When the ruling party suddenly introduced changes to the draft law without consulting anyone in August, several organizations objected, such as the Georgian Young Lawyers Association, Transparency International Georgia and International Society for Democracy and Fair Elections. They objected that a number of issues needed to be changed, especially when it comes to issues which were introduced right before the draft law was finished, and after an agreement had been signed with two opposition factions.
The Venice Commission also criticized the last minute changes. During their recent working visit to Georgia, the Commission said it was necessary to stick to the terms of the agreement.
According to Mamuka Katsitadze, the government is now backing down on all these issues, except two.
“Those two issues are about the surveillance cameras [in polling stations] and the governors’ participation in the election campaign.

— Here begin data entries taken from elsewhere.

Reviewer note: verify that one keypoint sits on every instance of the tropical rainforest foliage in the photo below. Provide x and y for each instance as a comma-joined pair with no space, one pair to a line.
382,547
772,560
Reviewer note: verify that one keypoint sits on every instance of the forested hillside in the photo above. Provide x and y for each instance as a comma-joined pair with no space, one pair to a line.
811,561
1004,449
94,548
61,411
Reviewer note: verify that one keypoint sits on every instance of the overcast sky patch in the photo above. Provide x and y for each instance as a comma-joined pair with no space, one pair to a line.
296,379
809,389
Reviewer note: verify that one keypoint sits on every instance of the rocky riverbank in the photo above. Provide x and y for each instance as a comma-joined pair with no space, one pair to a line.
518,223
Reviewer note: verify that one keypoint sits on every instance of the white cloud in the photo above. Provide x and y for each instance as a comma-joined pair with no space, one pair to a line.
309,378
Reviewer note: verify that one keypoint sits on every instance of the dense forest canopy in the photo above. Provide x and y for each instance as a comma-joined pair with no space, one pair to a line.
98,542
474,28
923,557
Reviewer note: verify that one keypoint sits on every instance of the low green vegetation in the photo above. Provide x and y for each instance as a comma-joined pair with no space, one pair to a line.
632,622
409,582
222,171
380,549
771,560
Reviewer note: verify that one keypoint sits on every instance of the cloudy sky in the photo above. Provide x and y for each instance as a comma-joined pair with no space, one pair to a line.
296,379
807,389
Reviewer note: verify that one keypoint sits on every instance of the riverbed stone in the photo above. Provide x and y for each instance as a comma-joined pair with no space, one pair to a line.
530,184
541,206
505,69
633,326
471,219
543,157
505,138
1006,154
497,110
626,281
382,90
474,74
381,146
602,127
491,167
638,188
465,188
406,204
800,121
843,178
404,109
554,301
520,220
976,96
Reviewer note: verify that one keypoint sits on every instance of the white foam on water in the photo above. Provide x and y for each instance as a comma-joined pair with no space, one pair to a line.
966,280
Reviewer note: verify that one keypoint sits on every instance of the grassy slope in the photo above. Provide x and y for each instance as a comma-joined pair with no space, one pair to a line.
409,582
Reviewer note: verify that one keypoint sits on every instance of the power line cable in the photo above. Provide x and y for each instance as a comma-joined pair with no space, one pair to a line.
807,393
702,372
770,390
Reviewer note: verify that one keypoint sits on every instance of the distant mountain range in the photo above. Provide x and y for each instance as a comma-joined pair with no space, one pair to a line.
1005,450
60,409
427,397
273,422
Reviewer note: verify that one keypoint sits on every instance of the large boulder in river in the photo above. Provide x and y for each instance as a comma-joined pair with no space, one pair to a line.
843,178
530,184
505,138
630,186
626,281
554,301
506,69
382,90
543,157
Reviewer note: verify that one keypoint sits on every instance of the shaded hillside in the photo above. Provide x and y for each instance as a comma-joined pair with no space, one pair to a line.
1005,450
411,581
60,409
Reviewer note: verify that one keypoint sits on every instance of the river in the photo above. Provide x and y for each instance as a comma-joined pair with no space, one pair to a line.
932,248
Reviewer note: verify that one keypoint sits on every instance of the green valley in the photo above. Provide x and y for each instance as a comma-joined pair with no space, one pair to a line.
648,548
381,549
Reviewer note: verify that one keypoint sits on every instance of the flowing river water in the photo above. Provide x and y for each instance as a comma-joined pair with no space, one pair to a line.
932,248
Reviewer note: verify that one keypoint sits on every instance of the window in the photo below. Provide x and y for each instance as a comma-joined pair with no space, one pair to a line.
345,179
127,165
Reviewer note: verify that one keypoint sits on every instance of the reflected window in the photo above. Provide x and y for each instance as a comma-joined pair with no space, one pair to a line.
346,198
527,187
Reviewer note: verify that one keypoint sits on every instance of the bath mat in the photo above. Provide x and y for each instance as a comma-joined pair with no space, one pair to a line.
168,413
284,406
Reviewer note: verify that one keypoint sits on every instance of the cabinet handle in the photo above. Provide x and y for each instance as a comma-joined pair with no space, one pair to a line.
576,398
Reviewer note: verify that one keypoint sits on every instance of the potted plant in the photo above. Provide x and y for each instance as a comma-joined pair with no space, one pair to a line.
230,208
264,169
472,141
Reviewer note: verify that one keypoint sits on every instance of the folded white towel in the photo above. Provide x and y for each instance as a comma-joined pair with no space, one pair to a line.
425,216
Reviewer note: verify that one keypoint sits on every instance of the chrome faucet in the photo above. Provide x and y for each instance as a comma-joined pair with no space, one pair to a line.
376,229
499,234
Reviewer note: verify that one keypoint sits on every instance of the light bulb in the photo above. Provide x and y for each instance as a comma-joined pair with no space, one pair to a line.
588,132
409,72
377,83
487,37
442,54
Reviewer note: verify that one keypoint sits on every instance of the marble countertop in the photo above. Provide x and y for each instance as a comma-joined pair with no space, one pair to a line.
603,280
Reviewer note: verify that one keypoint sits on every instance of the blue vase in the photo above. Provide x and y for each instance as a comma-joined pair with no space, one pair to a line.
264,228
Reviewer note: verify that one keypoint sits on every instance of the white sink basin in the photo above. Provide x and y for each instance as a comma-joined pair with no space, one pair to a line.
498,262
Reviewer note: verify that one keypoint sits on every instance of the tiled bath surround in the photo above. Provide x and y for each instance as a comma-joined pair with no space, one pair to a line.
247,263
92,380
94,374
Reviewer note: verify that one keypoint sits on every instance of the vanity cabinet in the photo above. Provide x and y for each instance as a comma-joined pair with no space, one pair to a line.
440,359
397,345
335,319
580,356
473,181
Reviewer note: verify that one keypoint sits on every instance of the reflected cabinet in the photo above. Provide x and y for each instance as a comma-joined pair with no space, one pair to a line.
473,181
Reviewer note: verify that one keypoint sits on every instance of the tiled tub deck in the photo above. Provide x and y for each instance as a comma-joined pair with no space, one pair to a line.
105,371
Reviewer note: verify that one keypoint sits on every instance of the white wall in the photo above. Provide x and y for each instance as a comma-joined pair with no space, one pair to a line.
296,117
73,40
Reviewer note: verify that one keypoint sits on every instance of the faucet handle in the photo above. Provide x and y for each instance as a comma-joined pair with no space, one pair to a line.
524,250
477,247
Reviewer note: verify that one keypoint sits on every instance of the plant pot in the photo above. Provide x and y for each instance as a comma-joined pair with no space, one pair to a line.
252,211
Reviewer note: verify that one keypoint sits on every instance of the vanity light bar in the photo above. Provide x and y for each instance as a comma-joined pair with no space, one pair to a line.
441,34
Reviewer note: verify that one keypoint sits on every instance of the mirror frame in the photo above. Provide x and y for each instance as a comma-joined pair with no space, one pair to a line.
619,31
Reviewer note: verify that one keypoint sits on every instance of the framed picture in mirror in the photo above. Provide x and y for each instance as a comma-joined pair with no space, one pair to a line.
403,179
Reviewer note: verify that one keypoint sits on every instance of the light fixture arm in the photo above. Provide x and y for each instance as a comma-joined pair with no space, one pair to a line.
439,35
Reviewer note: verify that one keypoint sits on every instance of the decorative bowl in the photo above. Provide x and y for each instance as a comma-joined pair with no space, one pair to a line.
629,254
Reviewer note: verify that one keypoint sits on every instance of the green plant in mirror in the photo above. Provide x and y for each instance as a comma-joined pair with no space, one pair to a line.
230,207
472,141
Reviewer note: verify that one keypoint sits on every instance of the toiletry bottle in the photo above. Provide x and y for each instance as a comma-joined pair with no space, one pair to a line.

But still, their decision regarding these two issues – especially about the governors – is not their final position. It may also be changed. The government is more categorical about the surveillance camera issue. And their argument is the Council of Europe recommendation. As for the governors, the European Council position falls in line with ours and that’s why they cannot simply refuse. They say that the discussions will continue,” Mamuka Katsitadze says.
The other eleventh hour changes are to stop doing the finger marking, to keep secret the total number of voters and to increase the authority of the Central Elections Commission chairman. Katsitadze claims the government retracted on all these issues.
But he also explains that it won’t be technically possible to remove those issues from the draft law until the Venice Commission has published its conclusion, which is said to happen on 16 or 17 December, according to Tomas Markert, the Venice Commission chairman, who visited Georgia in October.
He says the government reached an agreement yesterday with non-governmental organizations about the cancelling of the surprise changes to the election system.
Georgia’s new election law was sent to the Venice Commission for review in August. But it was revealed that the draft contained significant changes inserted in the last moment which were not part of the agreement which the government formed with two opposition factions. These included to do away with the finger marking process and no longer have surveillance cameras at polling stations, as well as increased secrecy around the total number of voters and allowing companies that are part owned by the government to finance parties in the election.